We also exclude other webpages that we believe are part of databases, library systems etc. As we monitor a potentially limitless set of websites, this with is done with heuristics on a best-effort basis.
Sources and Agents
Event Data is a hub for the collection and distribution of a variety of Events and contains data from a selection of sources. Every Event is produced by an Agent operated by Crossref, DataCite or one of our partners. The Agent is responsible for connecting to an external data source and turning the data into Events. In some cases, the Agent is passing data directly through and in other cases the Agent has to do some work to extract the Event.
The Agents that Crossref operates attempt to co-operate, to prevent the same webpage being visited by two Agents so that they make exactly the same observation.
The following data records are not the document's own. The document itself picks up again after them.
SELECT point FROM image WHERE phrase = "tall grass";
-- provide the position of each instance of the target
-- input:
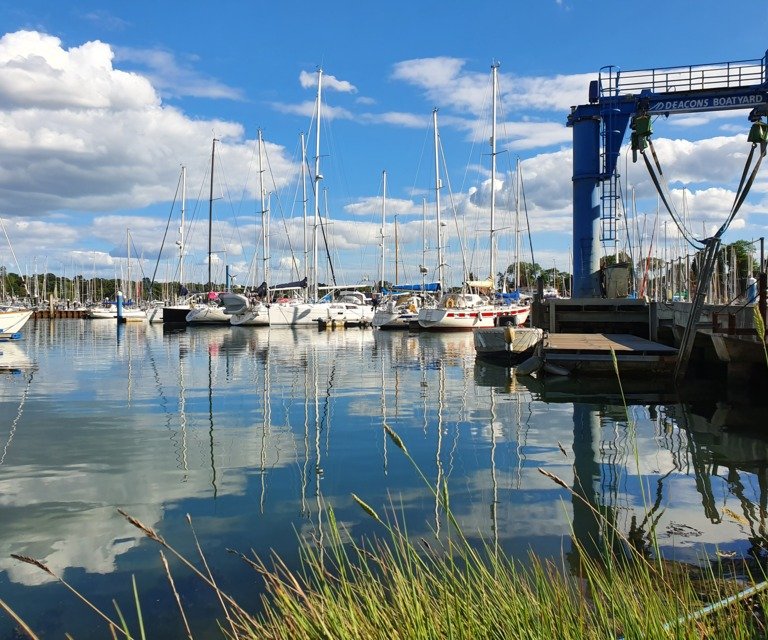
(391, 587)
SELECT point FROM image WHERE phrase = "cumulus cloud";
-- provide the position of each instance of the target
(79, 135)
(307, 80)
(173, 78)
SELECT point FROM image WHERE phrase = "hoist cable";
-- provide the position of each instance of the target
(741, 194)
(664, 195)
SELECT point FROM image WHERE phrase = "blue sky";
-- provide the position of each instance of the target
(102, 102)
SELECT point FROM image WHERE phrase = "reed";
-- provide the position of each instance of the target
(392, 586)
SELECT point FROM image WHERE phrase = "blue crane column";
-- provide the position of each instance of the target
(586, 207)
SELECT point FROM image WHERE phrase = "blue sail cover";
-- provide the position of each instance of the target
(513, 296)
(431, 287)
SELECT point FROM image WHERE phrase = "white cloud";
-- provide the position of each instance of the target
(175, 79)
(307, 80)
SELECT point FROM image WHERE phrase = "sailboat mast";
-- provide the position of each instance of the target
(318, 178)
(210, 217)
(437, 201)
(383, 222)
(304, 204)
(517, 225)
(494, 71)
(397, 256)
(423, 242)
(181, 227)
(128, 255)
(264, 217)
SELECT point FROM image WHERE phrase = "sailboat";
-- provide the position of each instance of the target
(12, 318)
(12, 321)
(466, 310)
(399, 306)
(351, 307)
(175, 313)
(210, 311)
(252, 310)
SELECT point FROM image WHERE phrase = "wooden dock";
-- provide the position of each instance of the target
(594, 353)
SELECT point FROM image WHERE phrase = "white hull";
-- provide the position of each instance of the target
(155, 314)
(458, 319)
(254, 317)
(110, 313)
(297, 314)
(305, 314)
(383, 319)
(12, 358)
(11, 322)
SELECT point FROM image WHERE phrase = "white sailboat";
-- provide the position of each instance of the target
(12, 321)
(177, 312)
(296, 312)
(467, 310)
(210, 311)
(252, 310)
(400, 306)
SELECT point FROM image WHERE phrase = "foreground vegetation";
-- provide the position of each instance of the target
(393, 587)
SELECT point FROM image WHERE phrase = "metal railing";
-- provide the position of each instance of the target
(720, 75)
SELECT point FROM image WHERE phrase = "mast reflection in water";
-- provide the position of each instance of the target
(254, 433)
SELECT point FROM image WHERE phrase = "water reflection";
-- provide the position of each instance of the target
(256, 432)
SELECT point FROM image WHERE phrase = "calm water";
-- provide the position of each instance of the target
(253, 432)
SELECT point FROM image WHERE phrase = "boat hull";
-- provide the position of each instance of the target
(458, 319)
(11, 322)
(506, 344)
(207, 314)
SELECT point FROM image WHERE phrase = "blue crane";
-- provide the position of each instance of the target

However you may find that a (
object) triple occurs in more than one source. For example, a blog post that's captured by the Wordpress.com Agent might also be included in an RSS feed monitored by the Newsfeed Agent, and might also be captured by the Web Agent. In this case there might be three Events that have the same blog URL subject and DOI object. You will need to interpret this kind of data, for example by de-duplicating duplicates, or by treating duplicates as extra corroboration.
For detailed discussion of each Agent, see its corresponding page.
|What does it contain?
|Dataset citations from Crossref items to DataCite Items
|Dataset citations from DataCite items to Crossref Items
|Links to items on blogs and websites with syndication feeds
|Mentions and discussions of items on Reddit
|Mentions in pages shared on Reddit.
|References of items on Wikipedia
|References of items on Wordpress.com blogs
The following agents have been deprecated and no longer provide events:
|What does it contain?
|The Lens, Cambia
|Citations from Patents
|Links to items on Twitter
|Links of items on web pages
Every data source exists for a different reason, and therefore provides a different style of data. Every Agent operates slightly differently, according to its source. When you consume Events you should be mindful of the source they came from and the Agent that processed them.